Officially, the band were there to film a video for Shot In The Dark, but Young had other ideas. He suggested setting up for a full rehearsal, just to see if it could be done.
“He was throwin’ us a lifeline,” says Johnson in his distinctive Geordie brogue.
“The band said, ‘Should we start off quietly?’ and I said, ‘No Angus. I want full battlefield conditions… How’s about Back In Black?’ Just about the toughest thing you can sing. And we did it, and then we did Shook To Thrill, and we never stopped for 15 days.

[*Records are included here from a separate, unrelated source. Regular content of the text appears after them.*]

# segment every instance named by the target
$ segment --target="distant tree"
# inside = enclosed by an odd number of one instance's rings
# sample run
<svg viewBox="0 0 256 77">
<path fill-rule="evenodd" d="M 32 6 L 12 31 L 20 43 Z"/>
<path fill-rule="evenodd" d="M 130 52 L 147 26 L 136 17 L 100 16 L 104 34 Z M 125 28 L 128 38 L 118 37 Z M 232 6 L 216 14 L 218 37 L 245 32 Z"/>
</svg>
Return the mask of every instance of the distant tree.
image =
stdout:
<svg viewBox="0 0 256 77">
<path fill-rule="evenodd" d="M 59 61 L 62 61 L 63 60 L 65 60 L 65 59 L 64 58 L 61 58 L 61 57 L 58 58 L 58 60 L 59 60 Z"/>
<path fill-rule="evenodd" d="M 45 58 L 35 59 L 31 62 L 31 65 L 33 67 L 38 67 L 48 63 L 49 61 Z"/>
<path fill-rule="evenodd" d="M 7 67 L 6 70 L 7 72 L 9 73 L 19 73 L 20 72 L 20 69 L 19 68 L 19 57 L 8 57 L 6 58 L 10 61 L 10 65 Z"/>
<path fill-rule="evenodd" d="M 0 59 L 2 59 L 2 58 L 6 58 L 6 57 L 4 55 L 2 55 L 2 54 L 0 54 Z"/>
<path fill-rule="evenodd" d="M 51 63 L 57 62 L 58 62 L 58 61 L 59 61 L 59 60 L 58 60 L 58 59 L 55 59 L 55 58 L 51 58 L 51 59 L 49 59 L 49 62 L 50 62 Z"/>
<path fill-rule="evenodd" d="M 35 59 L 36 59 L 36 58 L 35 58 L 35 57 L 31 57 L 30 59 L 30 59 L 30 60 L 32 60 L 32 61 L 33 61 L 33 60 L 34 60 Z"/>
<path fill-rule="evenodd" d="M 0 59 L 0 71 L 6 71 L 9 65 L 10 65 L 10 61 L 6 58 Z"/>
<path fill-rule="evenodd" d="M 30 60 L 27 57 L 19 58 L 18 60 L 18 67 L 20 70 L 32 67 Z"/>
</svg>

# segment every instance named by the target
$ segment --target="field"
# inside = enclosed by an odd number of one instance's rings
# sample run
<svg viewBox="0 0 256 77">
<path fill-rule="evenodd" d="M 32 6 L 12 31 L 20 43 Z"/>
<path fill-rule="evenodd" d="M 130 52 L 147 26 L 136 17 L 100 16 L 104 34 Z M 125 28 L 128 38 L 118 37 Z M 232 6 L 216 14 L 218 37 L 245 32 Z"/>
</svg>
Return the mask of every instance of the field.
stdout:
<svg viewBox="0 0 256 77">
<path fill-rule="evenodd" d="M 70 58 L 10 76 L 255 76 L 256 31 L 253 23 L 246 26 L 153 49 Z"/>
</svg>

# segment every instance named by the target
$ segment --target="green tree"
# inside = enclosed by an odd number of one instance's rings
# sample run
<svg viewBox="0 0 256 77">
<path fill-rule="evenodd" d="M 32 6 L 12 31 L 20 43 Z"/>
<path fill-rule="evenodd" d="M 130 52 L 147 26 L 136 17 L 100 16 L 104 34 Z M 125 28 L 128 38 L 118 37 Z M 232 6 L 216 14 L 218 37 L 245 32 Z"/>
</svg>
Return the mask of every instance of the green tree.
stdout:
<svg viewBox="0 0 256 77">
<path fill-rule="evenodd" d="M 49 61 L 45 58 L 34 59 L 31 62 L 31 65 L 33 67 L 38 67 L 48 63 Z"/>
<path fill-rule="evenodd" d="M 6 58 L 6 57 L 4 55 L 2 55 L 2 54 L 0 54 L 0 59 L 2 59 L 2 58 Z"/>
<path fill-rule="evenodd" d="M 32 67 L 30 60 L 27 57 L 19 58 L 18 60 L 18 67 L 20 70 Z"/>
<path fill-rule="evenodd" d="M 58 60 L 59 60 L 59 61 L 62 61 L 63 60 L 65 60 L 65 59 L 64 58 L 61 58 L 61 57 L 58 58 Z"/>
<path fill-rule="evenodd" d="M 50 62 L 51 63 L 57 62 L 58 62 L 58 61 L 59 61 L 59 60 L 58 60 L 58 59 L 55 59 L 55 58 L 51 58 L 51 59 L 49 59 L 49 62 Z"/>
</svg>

“And, oh boy, the smiles on everybody’s faces. We knew it was cookin’. It really was cookin’ and we were just so happy. Happier than anyone deserves to be.
“For me, it was just a big, big day when I heard that. I could hear everything and I just went, ‘Oh my God.’ It was a miracle.”
A few days later fate, in the shape of coronavirus, intervened. Any dreams of going on tour were immediately shelved; and the band are still unsure if they’ll make it back on the road.
“I dream of it, to be quite honest with you,” says Johnson. “That feeling of when somebody says, ‘You’re on’. I can only imagine what that will be like.”
“I hope I can stay fit and healthy. I hope the people, the audiences, can get back together again and feel safe, and just let it all out.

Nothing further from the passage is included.